La MaMa announces the lineup for the 18th annual La MaMa Moves! Dance Festival. Curated by Nicky Paraiso, the 2023 festival features new and recent works by 12 choreographers and companies with varied approaches to performance. Utilizing movement, storytelling, visuals and sound, the works in this year’s festival reflect the artists’ engagement with the times we live in, questioning, challenging and inspiring conversation through dance. The festival runs April 6-30, at La MaMa’s Ellen Stewart Theatre, The Downstairs Theatre and the newly renovated The Club. Performance times vary.
The festival opens with the world premiere of Shadowland by Norwegian choreographer Kari Hoaas. The work for six dancers is a response to an increasingly unstable post-pandemic world through the beauty and athleticism of contemporary dance. The same weekend brings the U.S. premiere of Forced Beauty by another Norway-based artist, Nela H. Kornetová and T.I.T.S. An audiovisual physical performance, Forced Beauty explores power structures, violent aesthetics and the strangeness of empathy.
The 2023 program also features the New York premiere of Bobbi Jene Smith’s Broken Theater, which will run for two weeks in the Ellen Stewart Theatre. This evocative dance, theater and live music piece explores themes of power, love and trust in the midst of the theatrics of rehearsal. Bessie Award-winning choreographer Kayla Farrish, a current artist in residence at La MaMa, will present the second iteration of her new group work, Put Away the Fire, dear. And La MaMa’s resident dance puppet theater company, Loco7, will present its acclaimed work Lunch with Sonia.
There will also be two shared evenings. The first, a co-presentation with the New York Arab Festival, features Leyya Mona Tawil’s Malayeen Voices and a collaborative work by Nora Alami and Jadd Tank inspired in part by virtual reality technology. The second shared program will feature the dynamic artist duo Baye and Asa in their 2022 work Suck it Up and Wendy Perron’s The Daily Mirror 1976/2022, featuring choreography by Perron and Morgan Griffin, with film and photography by Babette Mangolte.

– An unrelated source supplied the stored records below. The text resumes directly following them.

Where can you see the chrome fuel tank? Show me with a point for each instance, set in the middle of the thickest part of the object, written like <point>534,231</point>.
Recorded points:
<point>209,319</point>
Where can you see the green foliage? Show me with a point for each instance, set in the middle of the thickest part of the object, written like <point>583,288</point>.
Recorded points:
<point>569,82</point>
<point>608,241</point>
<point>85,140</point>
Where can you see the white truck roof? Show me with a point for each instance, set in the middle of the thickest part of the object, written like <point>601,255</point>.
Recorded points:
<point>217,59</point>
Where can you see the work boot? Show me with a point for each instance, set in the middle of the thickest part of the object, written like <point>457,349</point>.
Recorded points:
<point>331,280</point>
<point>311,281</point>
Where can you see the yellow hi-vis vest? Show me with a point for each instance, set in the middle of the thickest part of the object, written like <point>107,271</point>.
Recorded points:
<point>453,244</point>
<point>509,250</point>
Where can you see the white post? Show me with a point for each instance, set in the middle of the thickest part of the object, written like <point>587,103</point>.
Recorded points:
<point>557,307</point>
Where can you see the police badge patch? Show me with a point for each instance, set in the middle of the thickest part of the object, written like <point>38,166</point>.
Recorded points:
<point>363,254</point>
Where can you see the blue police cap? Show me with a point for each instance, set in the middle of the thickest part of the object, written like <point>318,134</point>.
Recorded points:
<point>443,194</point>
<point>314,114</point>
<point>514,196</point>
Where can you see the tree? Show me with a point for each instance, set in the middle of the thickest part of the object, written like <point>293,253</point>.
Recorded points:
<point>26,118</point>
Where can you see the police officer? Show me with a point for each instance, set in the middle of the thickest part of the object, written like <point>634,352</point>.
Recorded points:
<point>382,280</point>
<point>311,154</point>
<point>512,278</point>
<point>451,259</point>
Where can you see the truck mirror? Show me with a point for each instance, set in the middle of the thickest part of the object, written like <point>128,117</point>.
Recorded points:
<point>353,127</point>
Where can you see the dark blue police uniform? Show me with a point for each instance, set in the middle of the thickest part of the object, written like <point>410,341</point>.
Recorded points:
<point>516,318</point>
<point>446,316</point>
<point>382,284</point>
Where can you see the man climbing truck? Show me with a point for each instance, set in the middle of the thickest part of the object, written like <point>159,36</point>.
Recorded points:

“This season’s festival artists exemplify research and resilience, perseverance and testimony, they give witness to the uncertain times we live in, not necessarily in an overt punch-in-your-face way, but certainly with a deeply felt personal approach that our dance audiences will remember and not easily forget. We are living perhaps in a not yet totally post-pandemic world where emotional response continues to remain tender and raw,” said Paraiso. “From the lush melancholic movement meditations of Kari Hoaas and the fierce feminism of Nela Kornetová, both from Norway, to the passionately propulsive duets of Baye and Asa, and the rigorous choreographic remembrances of Wendy Perron with Morgan Griffin, from the intense virtuosic individuality of Kayla Farrish to the luscious extravagance and shared visceral humanity and community of Bobbi Jene Smith’s Broken Theater, we include and embrace all of our participating choreographic artists. We are also graced by three Arab American choreographers, Nora Alami, Jadd Tank and Leyya Mona Tawil, as an integral component of the refreshingly welcome New York Arab Festival. La MaMa resident dance/puppetry company Loco7, representing several international countries, reprises its moving tribute to closely knit family ties and the perennial remembrance of those who are the most present and influential in our coming-of-age lives. We are blessed to have these dynamic choreographic artists in our 18th dance festival season.“
La MaMa will also host a panel, Stop Calling Them Dangerous #5, Cinema Has Power, featuring a conversation on the power of cinema and a film screening including works by groundbreaking artist Yvonne Rainer. The panel is organized by dancer/choreographer Yoshiko Chuma and will be moderated by choreographer, writer and dance historian Wendy Perron.
Tickets for La MaMa Moves! are $30 (general), $25 (students/seniors). The first 10 tickets are $10 (limit two per person). Two- and three-show packages are available. Ticket prices are inclusive of all fees. Tickets are available at www.lamama.org.